Protecting Genomic Data: Key Steps
MCGEE: Absent any changes to current privacy laws and regulations, what can healthcare providers do to protect patient genomic data, and what should patients be doing to make sure their genomic data is kept private?
LEE: The commission recommended a couple of things we could do right now. ... We must ensure that every person who deals with the data, from the person who collects the specimen all the way through the people who do data management, to people who manage the databases in the IT department - anyone who has access to the data - be aware of what their professional and personal responsibility is to protect the security and access to these databases. They must be held accountable to the current policies and laws if a breach should occur, whether it's intentional or not.
The [address your] question about what patients can do to protect the privacy of their own data is [they need to be] fully informed. [We need] to ensure that when [a patient] is facing the option of a whole genome sequence being run, [they] actually know what's going to happen, ask who's going to have access to this data for what purposes and [ask] how much control, if any, they would have over what's going to happen with the data in the future - where the data will be stored, who will have access and for what purposes.
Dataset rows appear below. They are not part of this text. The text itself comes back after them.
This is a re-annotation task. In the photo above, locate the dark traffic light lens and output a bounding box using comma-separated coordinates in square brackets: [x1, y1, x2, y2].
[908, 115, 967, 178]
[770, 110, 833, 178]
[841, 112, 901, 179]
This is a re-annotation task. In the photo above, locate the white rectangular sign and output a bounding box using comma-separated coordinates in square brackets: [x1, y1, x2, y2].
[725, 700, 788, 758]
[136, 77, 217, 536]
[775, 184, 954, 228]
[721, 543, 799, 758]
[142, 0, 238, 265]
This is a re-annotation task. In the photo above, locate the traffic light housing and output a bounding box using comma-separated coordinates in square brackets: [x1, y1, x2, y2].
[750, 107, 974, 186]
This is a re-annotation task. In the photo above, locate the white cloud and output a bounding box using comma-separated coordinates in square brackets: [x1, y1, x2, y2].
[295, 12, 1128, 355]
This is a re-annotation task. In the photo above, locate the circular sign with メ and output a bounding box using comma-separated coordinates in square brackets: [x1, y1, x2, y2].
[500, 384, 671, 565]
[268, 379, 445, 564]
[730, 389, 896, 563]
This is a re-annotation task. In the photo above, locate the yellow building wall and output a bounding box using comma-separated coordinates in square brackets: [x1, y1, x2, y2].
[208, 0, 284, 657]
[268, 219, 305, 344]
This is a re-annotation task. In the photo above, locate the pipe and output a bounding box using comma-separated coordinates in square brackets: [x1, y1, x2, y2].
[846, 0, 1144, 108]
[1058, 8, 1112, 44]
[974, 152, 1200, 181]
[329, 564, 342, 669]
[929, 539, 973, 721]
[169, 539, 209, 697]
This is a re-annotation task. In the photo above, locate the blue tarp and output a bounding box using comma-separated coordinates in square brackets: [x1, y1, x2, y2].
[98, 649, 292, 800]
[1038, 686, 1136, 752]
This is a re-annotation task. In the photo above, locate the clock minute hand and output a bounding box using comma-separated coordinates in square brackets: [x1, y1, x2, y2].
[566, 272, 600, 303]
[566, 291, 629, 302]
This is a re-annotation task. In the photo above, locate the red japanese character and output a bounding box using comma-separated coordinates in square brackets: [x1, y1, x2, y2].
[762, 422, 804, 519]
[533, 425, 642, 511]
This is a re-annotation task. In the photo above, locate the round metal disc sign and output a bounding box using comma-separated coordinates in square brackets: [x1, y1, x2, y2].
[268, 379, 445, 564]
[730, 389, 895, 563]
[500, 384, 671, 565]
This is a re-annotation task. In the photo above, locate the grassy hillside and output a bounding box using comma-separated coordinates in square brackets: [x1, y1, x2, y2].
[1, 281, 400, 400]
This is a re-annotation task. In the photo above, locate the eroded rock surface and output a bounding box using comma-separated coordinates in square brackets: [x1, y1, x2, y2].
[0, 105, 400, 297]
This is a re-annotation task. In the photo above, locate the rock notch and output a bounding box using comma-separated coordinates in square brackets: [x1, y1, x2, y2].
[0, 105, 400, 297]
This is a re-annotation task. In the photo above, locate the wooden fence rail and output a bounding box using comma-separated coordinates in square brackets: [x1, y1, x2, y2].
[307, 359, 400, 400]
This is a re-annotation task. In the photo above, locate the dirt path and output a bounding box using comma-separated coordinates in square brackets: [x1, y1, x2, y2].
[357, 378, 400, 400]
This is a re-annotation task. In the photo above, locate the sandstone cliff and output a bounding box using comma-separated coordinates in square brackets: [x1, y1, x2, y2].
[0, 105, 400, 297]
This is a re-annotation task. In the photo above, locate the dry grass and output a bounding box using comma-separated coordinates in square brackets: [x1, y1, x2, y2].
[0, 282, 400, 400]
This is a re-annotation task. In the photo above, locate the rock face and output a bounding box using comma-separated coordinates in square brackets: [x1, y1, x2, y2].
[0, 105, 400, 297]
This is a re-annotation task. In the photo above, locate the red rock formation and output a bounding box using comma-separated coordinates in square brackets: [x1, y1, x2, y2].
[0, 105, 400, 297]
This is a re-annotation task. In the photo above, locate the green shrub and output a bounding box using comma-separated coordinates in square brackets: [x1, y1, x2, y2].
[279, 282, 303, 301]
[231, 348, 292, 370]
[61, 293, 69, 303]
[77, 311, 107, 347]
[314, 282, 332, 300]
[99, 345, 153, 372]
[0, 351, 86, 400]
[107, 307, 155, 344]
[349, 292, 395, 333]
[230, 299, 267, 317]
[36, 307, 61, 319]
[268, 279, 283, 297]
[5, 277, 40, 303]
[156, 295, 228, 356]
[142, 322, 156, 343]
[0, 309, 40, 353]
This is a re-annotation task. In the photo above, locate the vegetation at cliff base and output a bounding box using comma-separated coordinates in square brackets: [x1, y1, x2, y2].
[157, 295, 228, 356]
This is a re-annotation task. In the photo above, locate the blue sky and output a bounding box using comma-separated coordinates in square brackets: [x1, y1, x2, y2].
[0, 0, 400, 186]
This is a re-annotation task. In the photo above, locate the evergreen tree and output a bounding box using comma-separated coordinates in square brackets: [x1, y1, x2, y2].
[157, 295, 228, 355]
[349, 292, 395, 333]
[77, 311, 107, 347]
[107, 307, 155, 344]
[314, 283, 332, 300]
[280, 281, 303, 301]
There are a couple of very concrete things providers, healthcare organizations, as well as individuals, could do right now.
MCGEE: Insurers can't discriminate, can they? If someone has a bio-marker for some tendency to develop an illness, can they prevent coverage?
LEE: GINA, the Genetic Information Nondiscrimination Act, does protect people who have a genetic predisposition for something. ... It's a non-discrimination law, so it will protect people who are known to have a predisposition from employment and other kinds of discrimination. ... There are some gaps in the legislation and there are people who are very interested in having those gaps closed. However, there's some protection for folks. ...
There's another thing that I think is an important point, given the patchwork of federal and state governance and protections. One of the most important recommendations of the commission, specifically, was to urge federal and state governments to develop a process to ensure that there's a consistent floor of protections covering whole genome sequencing data, regardless of how they were obtained. As we discussed when we talked about what were the key recommendations and what the consequences are for patients, given that policies and laws are variable across states, [we need to] get the states and the federal government together and think about what kind of consistent floor of protections would cover these data, regardless of who obtained them and regardless of where a person resides.